HANNO UCCISO IL RETAIL, IL RETAIL È VIVO
I cambiamenti nel Retail degli ultimi anni, con la multicanalità e la nascita del modello “omni-channel”, hanno reso il negozio fisico un luogo totalmente differente da quello dei suoi esordi, quando era l’unico punto di contatto con la clientela. La riapertura dopo l’emergenza Covid darà un altro “scossone” al suo ruolo e lo porterà a cambiare volto un’altra volta. Prima dell’emergenza, il punto vendita nonostante il cambiamento di ruolo imposto dagli altri canali non sembrava aver perso il suo valore. I dati della Global Consumer Insights Survey di PwC presentati a fine 2019 evidenziavano come anche per Millennials e Generazione Z il punto vendita rappresenta ancora un riferimento importante per gli acquisiti. Lo frequentavano per le loro spese e, negli ultimi tre anni, avevano addirittura aumentato in modo significativo la frequenza di utilizzo rispetto al passato. Per loro, ma anche per le altre generazioni, il punto di vendita fisico resta quindi un luogo di socializzazione, di scambio, di vicinanza: elementi che continuano ad essere importanti almeno quanto la comodità, la velocità e la convenienza degli altri canali. Durante l’emergenza Covid il punto vendita è tornato ad essere un punto di riferimento, o meglio di “desiderio”. Il punto vendita diventa un luogo dove ritrovare relazione e “normalità” e nella scelta.

NUOVE OPPORTUNITÀ
Tra i cambiamenti più o meno annunciati, ci saranno anche quelli relativi al mercato immobiliare commerciale, visto che chiuderà il 2020 con una contrazione degli investimenti del 25% in Italia (secondo una ricerca di Scenari Immobiliari) e questo potrebbe portare, a breve, a un eccesso di offerta di proprietà ad uso commerciale, che inevitabilmente abbasserà il prezzo di equilibrio, favorendo chi ha maggiore liquidità. Ma potrebbero anche favorire razionalizzazioni di centri più piccoli, con migrazioni di sale in locali più contenuti. Di sicuro si potrebbe approfittare per testare nuovi format. Come il “To-Go” o il “Drive Thru” (in cui si acquista stando seduti in macchina) che sono particolarmente funzionali i tanti settori e verosimilmente nei prossimi mesi potranno portare a nuove applicazioni, in settori che al momento non immaginiamo nemmeno. E chissà che non possa essere un’opportunità anche per alcuni locali da gioco: quanto meno per gestire prenotazioni di giocate, come già avviene in agenzie di scommesse.

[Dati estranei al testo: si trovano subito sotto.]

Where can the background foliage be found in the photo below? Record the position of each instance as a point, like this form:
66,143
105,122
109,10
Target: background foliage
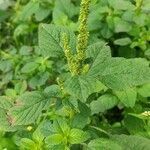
42,106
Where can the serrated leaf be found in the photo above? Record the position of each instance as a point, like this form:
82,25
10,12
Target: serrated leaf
28,108
53,91
63,8
122,41
134,125
144,90
28,10
103,144
5,105
127,97
29,67
123,4
27,144
54,139
78,136
82,86
50,40
81,119
121,25
103,103
121,73
99,52
132,142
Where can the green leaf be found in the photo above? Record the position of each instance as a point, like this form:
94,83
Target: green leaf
82,86
99,52
132,142
63,8
134,125
123,4
122,41
28,10
121,73
27,144
127,97
50,40
53,91
144,90
78,136
29,67
103,103
81,119
54,139
5,105
121,25
39,79
28,108
103,144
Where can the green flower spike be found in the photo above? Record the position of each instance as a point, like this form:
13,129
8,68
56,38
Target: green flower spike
83,30
72,63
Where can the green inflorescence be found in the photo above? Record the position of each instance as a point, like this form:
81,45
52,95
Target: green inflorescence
83,30
75,62
72,63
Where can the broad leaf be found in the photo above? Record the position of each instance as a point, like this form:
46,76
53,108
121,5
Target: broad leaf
127,97
78,136
82,86
50,40
29,67
5,105
119,73
132,142
103,144
103,103
122,41
144,90
54,139
28,108
28,10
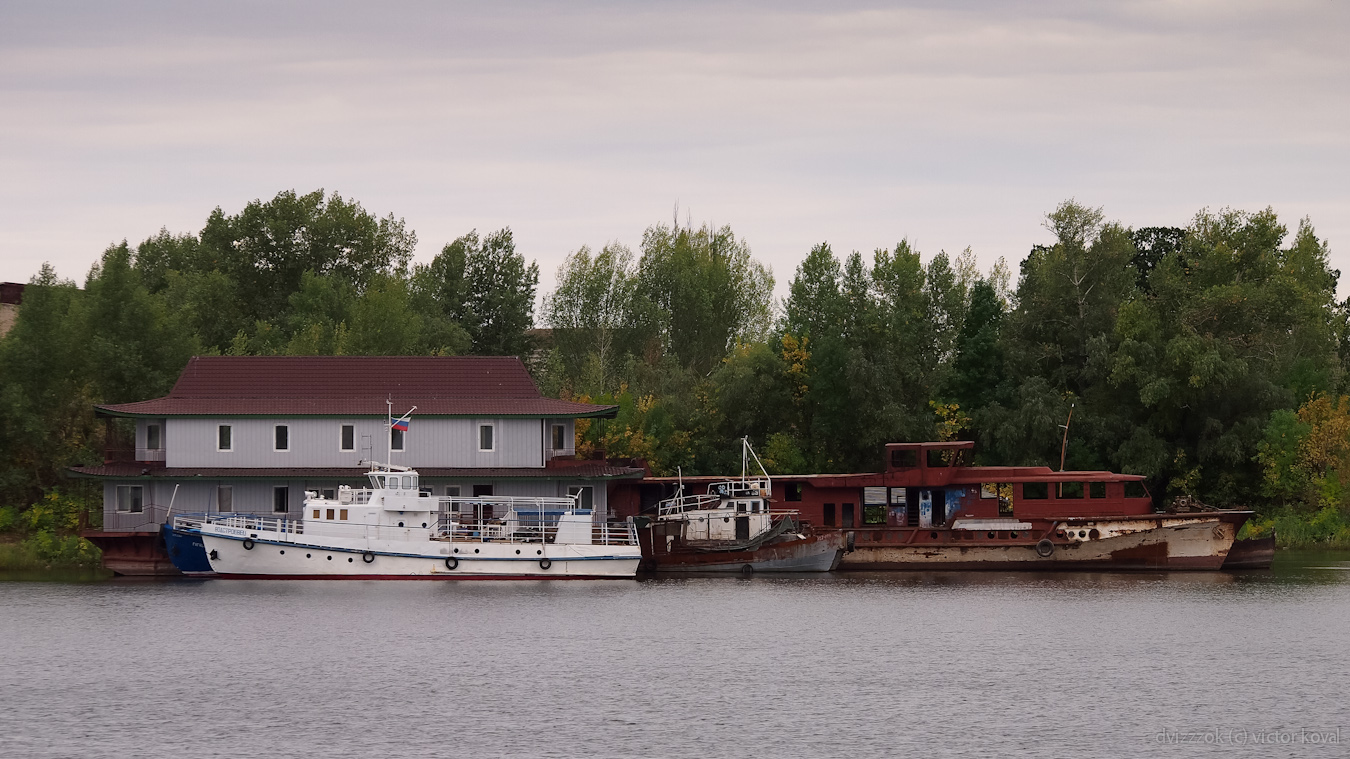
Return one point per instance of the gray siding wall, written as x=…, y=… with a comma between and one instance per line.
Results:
x=316, y=443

PUNTEGGI E STANDARD IGIENICO-SANITARI
Più in generale questa pandemia lascerà in dote un’attenzione verso gli aspetti igienico-sanitari senza precedenti, con evidenti riflessi sui punti vendita. In Nord Europa, già da tempo, ogni bar o locale in cui si somministrano cibo e bevande espone all’ingresso un adesivo con uno score, relativo agli standard igienico-sanitari rilevati a seguito di regolare ispezione nel locale. Si tratta del Food Hygiene Rating Scheme, un vero e proprio marchio di qualità per orientare la scelta dei consumatori, in totale trasparenza. Questo modello diventerà sempre di più la normalità nel resto d’Europa e del mondo, magari anche nel gaming. Insomma, sono tanti i discorsi che si possono fare e in trend che si potrebbero perseguire e abbiamo voluto raccoglierli in questo speciale, per cominciare a pensare al dopo, perché una ripresa, prima o poi, ci sarà. Con modi e tempi ancora da definire, ma ci sarà. È innegabile che il gaming terrestre subirà anche delle conseguenze negative, con una razionalizzazione delle reti di vendita e ulteriori dinamiche che potranno provocare delle serie ricadute occupazionali, ma costruire una visione per il futuro aiuta ad arrivare pronti. E questo farà sempre la differenza.